24 January 2013

The Wonderful, Horrible Life
Of Leni Riefenstahl

THe Wonderful, Horrible Life Of Leni Riefenstahl
Ray Muller's three-hour documentary The Wonderful, Horrible Life Of Leni Riefenstahl profiles the director of the Nazi propaganda film Triumph Of The Will. Muller addresses the persistent accusations of Nazism made against Riefenstahl, though he also explores her entire life's work.

Riefenstahl's film career began when she starred in The Holy Mountain, by Arnold Fanck. This silent film, set on a mountainside, was one of several 'Bergfilme' ('mountain films'), a genre created by Fanck. Riefenstahl became a star, though her image was adventurous and athletic, in contrast to Marlene Dietrich's predatory sexuality. In a more significant contrast between the two icons, Dietrich emigrated to Hollywood after Hitler's rise to power, though Riefenstahl remained in Germany and directed Triumph Of The Will, a documentary film of Hitler's 1934 Nuremberg rally.

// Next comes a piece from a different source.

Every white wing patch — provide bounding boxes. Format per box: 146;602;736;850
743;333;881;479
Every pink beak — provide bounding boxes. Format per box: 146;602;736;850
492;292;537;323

Triumph Of The Will is a masterpiece of editing and visual composition. Like The Birth Of A Nation, however, it's a masterpiece with an unredeemable reputation: it was commissioned by Hitler, and used as propaganda by the Nazi Party. Riefenstahl herself visited Hitler regularly, until as late as 1944, and sent him a congratulatory telegram after his invasion of Paris. In Muller's documentary, she revisits the rally venue, and admits that she regrets making the film, though she doesn't accept any responsibility for the political power of her work.

Olympia, Riefenstahl's documentary of the 1936 Berlin Olympics, provoked accusations of an obsessively Fascist aesthetic. Her documentary, released in two parts, celebrates the beauty of the athletic body. She would face similar accusations when she photographed the Nuba tribe in Sudan. Tellingly, in Muller's documentary, she explains that she was attracted to the Nuba as a subject because of the muscularity of the tribespeople.

Riefenstahl, who was ninety when the documentary was filmed (and 101 when she died), was also an expert diver, and for Muller's film she posed underwater with a giant stingray. Muller's title - The Wonderful, Horrible Life - captures the contradictions in Riefenstahl's work: a skilled documentarian and photographer, who was permanently associated with a brutal dictator.

In the final sequence, Muller gives her a last opportunity to apologise for her political associations. The documentary ends with her characteristically assertive answer: "I was never anti-semitic and I never joined the Nazi Party... So where does my guilt lie?".